Gold has broken its psychological barrier once again. The metal was last seen trading around $1045 an ounce, crossing its 17-month high of $1028 an ounce hit in March last year. The hike comes despite expectations of increased supply by the International Monetary Fund which plans to sell about 400 tons of gold in the next 5 years.
Broadly speaking, there is one major reason behind the resurgence of golden bulls. The weak state of global economy with recovery in the United States is feared to be transitory, despite positive growth witnessed in US industrial production and sales data.
Many suspect that governments stimulus packages will lead to spiralling inflation in the future.

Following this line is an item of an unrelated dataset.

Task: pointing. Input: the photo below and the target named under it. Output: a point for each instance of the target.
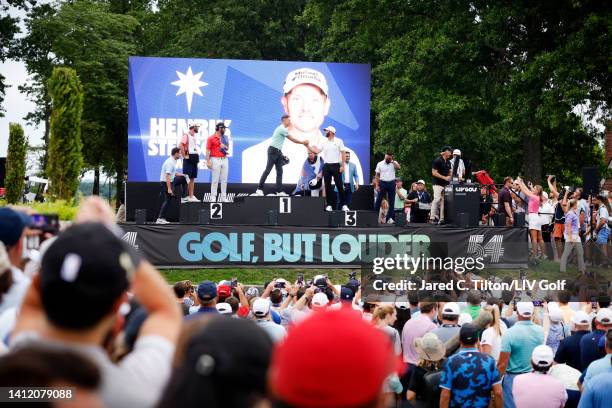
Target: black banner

News regarding US budget deficit of $1.6 trillion and constant increase in unemployment level has also shattered the confidence of central bankers around the world prompting them to diversify their investments into the safe haven.
According to the World Gold Council - an association of worlds top gold miners -- major central banks around the world will act as a net buyer of gold this year for the first time since 2000. Interestingly, the central banks view is shared by consumers across the globe.
In recent years, the trend in gold buying is shifting from jewellers to investors, as Joe the plumber has also realised that gold is a safe bet given its star performance asset in the past three years. This is evident from the fact that gold holding in Exchange Traded Funds has doubled and reached above 1096 tonnes from 550 tonnes in 2007, according to SPDR trust, a leading gold advisory firm. Meanwhile, annual gold consumption for jewellery has been constantly decreasing, from 3000 tonnes to 2000 tonnes over the past decade.
The demand for yellow metal by retailers is also rising on a quarter-on-quarter basis. Retail investment that includes physical gold in the form of bars and coins was 23 percent higher in the second quarter of 2009 over the preceding quarter and 12 percent higher over same quarter last year. On the contrary, gold jewellery consumption fell by 22 percent in second quarter 2009 compared with the same period a year ago.
Although, technicality might indicate a mild correction at some point in time but broadly speaking gold seems to attract the smart money in the future - especially when talks of uncertainty surrounds dollars future and the volatile nature of commodities in general.